Kini Yudha bekerja serabutan yang penting dirinya tidak menganggur dan ada pemasukan. Semakin hari tubuhnya semakin kurus dan tak terurus. Semakin bertambah buruk saja. Di saat sudah seperti ini, ia baru menyadari akan kesalahannya.
Tetapi malu untuk meminta maaf pada semua wanita yang pernah ia sakiti, terutama pada Meysa.
"Mungkin ini sebuah teguran dari Allah atas apa yang dulu aku perbuat pada para wanita. Tetapi aku enggan meminta maaf pada mereka satu persatu.

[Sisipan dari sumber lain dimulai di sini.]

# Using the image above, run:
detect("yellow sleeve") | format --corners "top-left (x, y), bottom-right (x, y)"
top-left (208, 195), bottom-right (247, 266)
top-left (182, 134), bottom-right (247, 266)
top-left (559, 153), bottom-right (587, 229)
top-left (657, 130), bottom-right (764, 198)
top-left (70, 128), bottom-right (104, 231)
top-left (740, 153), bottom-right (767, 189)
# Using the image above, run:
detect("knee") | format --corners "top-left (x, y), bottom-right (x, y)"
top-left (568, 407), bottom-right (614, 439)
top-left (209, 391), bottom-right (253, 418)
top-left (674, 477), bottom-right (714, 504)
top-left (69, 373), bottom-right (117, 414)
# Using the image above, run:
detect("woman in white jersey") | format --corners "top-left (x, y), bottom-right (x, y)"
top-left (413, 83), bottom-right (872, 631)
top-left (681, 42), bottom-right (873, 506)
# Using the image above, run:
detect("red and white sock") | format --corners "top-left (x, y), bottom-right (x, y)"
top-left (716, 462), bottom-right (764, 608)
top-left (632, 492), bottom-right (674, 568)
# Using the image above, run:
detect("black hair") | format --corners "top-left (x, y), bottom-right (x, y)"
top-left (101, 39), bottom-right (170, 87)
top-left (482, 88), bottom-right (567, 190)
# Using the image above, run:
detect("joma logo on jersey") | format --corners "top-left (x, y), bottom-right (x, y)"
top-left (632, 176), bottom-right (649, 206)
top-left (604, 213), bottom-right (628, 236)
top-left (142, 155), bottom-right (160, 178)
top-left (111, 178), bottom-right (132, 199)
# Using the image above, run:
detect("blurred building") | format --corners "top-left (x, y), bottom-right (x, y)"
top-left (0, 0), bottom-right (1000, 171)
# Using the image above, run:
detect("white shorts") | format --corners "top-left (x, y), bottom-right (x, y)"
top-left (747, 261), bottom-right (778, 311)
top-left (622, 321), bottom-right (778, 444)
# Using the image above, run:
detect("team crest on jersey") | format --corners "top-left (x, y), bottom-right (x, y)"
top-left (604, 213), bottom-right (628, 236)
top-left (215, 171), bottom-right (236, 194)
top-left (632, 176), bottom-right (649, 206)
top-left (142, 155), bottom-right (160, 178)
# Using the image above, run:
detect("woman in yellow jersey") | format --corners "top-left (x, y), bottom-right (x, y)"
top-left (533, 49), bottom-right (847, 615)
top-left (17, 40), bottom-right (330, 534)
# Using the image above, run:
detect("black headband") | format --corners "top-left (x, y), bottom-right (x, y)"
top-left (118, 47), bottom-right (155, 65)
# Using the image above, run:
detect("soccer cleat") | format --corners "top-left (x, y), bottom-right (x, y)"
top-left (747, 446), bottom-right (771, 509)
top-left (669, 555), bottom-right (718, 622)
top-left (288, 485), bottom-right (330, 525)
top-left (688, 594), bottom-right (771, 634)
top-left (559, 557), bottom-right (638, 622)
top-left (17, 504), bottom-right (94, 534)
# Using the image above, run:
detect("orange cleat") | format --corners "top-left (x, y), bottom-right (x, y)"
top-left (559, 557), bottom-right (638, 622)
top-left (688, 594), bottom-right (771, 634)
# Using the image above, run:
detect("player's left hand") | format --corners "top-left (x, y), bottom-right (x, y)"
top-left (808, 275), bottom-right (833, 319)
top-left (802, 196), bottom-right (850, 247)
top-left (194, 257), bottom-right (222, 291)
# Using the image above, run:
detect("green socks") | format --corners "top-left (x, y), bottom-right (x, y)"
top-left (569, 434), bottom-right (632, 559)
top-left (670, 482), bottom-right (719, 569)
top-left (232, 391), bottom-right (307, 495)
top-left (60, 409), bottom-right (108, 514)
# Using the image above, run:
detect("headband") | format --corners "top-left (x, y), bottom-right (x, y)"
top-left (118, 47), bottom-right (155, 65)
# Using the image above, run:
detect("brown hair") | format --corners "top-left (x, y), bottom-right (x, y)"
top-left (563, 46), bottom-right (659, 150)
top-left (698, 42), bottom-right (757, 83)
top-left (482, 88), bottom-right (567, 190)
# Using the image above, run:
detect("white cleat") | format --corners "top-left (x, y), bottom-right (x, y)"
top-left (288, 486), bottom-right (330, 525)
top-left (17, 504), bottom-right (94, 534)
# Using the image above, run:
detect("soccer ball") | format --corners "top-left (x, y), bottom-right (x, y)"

Aku malu pada mereka dan aku juga nggak mau nantinya aku di ejek atau di cibir oleh mereka," batin Yudha di sela istirahat menjadi tukang parkir.
Dia terus saja melamun hingga tak sadar dirinya di tepuk oleh seseorang.
"Kamu Yudha bukan?" tegurnya.
Yudha menoleh ke sumber suara yang telah menepuk bahunya," iya memang kenapa ya?" Yudha memicingkan alisnya menatap ke pemuda seumuran dirinya yang menurutnya seperti pernah kenal dan melihat tapi Yudha lupa.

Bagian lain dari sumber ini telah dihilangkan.